An application with a memory leak will eventually terminate abnormally, after exhausting all available memory. Applications written in languages such as Java or C#, despite the automatic reclamation of memory, nonetheless may still have memory leaks. Finding the cause for leaks in such settings is an immense challenge. This is in part because the leaks can occur for a number of different reasons: e.g. forgetting to deregister as a listener, improperly implementing object equality, sizing caches to be larger than available memory. They are also difficult to diagnose because of problems of scale: if you're leaking objects, there's bound to be a lot of objects to dig through! Finally, applications these days are composed of a myriad of frameworks that no one developer entirely understands. Even for experts, manually digging through the mountain of details is error prone and time consuming. We have developed a tool that automates this process, called Leakbot. It uses graph algorithms to group the live objects of an application into equivalence classes, and pattern matching to look for trends in the constituency of each class. A leak is a class that exhibits monotonically increasing number of matches.
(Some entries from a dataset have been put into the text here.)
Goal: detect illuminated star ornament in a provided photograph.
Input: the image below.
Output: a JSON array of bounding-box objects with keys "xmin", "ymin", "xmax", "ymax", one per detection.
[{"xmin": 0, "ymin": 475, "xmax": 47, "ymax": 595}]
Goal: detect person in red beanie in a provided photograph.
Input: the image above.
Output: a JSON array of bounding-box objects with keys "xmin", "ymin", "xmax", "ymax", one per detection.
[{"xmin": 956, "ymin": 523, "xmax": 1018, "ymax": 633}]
Figure 1. We group the live objects in an application into equivalence classes, based on how they evolve, and where they are situated in the object reference graph. For example, in today's complex applications, we find groups of data structures that evolve like a leak (growing without bound), or like a cache, or a pool.
Our group has always been driven by work with important IBM customers. These engagements were the origin of the ideas behind Leakbot. When analyzing memory leaks on these engagements, the developers typically provided us with snapshots of the Java heap. Most existing tools required us to digest a graphical view of the snapshots: a node for each object, and an edge for each reference between them. However, these graphs were very large, consisted of objects from unfamiliar frameworks, and were connected in complex ways. As the reliance on frameworks increased, we found that manually poring over the individual details of the data became more painful. Nobody had the time or expertise to dig through the mountain of details manually.
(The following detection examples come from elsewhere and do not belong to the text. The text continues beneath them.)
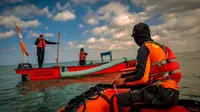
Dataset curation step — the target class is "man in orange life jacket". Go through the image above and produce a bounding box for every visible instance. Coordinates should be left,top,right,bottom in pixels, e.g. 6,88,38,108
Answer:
35,34,58,68
111,23,182,112
79,48,88,66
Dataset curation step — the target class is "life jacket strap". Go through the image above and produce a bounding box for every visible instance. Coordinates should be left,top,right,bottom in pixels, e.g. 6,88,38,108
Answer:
150,69,181,79
151,59,178,67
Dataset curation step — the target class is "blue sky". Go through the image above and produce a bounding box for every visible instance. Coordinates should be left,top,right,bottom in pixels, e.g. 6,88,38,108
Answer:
0,0,200,65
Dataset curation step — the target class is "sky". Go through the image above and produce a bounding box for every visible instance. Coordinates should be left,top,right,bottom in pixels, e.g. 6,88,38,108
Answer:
0,0,200,65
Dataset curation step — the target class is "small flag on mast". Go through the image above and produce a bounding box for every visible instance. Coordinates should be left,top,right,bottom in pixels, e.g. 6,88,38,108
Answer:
14,22,22,39
14,22,29,56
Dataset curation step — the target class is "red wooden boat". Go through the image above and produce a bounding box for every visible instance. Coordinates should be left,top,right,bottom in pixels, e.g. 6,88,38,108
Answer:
15,60,137,81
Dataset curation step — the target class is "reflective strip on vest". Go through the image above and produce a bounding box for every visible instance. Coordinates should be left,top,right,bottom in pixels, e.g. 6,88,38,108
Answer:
150,69,181,79
151,59,178,67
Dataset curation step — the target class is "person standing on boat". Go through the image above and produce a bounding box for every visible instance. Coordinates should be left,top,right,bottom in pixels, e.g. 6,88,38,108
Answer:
78,48,88,66
35,34,58,68
111,23,182,112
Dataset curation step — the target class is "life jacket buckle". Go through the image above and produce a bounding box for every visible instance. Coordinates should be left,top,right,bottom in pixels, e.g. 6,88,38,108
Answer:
158,63,162,67
169,71,175,75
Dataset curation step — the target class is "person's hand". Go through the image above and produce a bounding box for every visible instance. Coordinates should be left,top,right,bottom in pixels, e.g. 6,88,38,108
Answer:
115,78,125,86
111,74,121,85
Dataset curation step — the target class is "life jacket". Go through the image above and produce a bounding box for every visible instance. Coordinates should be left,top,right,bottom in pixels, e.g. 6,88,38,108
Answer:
37,40,46,48
146,42,182,90
79,53,86,60
57,84,200,112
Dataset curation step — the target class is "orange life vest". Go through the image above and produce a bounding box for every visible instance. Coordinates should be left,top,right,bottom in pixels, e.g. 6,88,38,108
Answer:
37,40,46,48
146,42,182,89
79,53,86,60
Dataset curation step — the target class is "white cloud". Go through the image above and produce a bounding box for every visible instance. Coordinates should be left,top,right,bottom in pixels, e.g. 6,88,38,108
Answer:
97,2,128,20
99,37,107,42
56,2,70,10
87,37,96,43
132,0,200,13
92,25,108,35
53,10,76,21
87,18,99,25
41,7,53,18
81,30,89,36
6,0,24,3
71,0,100,4
79,24,84,28
0,30,16,39
0,16,41,28
44,26,49,30
76,44,84,48
67,41,74,47
2,5,53,18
Unfortunately, simple summaries of the graph didn't help. Knowing the common data types only told us that there are lots of strings. But applications weren't just leaking strings, they were leaking whole data structures.
We next used graph algorithms to look for the big data structures. This step was beyond most tools, but alone was not enough. Sometimes, data structures were just big, not bugs. Even then, knowing that a class loader owned most of the objects didn't help. The heads of the leaking data structures usually lay somewhere between the class loader roots and the strings.
Figure 2. We identify three attributes of each object to define the eqiuvalence class to which an object belongs. We then match the canonical keys against a series of memory snapshots, and look for trends.
Therefore, we implemented analyses, based on scalable graph algorithms, to automate the discovery of those leaking data structures and the context in which they are situated. It was particularly important to distinguish based on context, because the leaking structures were often of a common type, from a framework the application used. For example, a single application these days uses XML documents for several purposes, but only one is problematic. Our analyses groups objects into equivalence classes based on their type and context. It is very likely that the same code logic governs whether or not the objects in a class will eventually be collected, or will live forever. The analyses then look for how the equivalence classes evolve over time. Each equivalence class is described by a pattern: a location in the graph, and a type that is leaking. We look for trends in the membership of each class by matching the patterns against memory snapshots from the application, each taken over time as the application runs.
This technology now ships as part of Rational Application Developer version 6.0, and as part of the Memory Dump Diagnostic for Java technology preview. We are currently working on enhancing the algorithms we use to group objects into equivalence classes, and on an infrastructure that allows the graph analyses to scale to graphs with hundreds of millions of nodes. We are also extending the work to new domains, such as diagnosing problems with excessive memory footprint. Our experience has shown that applications that make heavy use of frameworks very often require too much memory to accomplish their tasks. Analyzing this type of problem shares many of the difficulties of leak analysis. It is even more challenging, due to not having trends to analyze.
Nick Mitchell and Gary S. Sevitsky. LeakBot: An Automated and Lightweight Tool For Diagnosing Memory Leaks in Large Java Applications. ECOOP 03 - European Conference on Object-Oriented Programming. February 2003 (2003 Pat Goldberg Memorial Best Paper Award).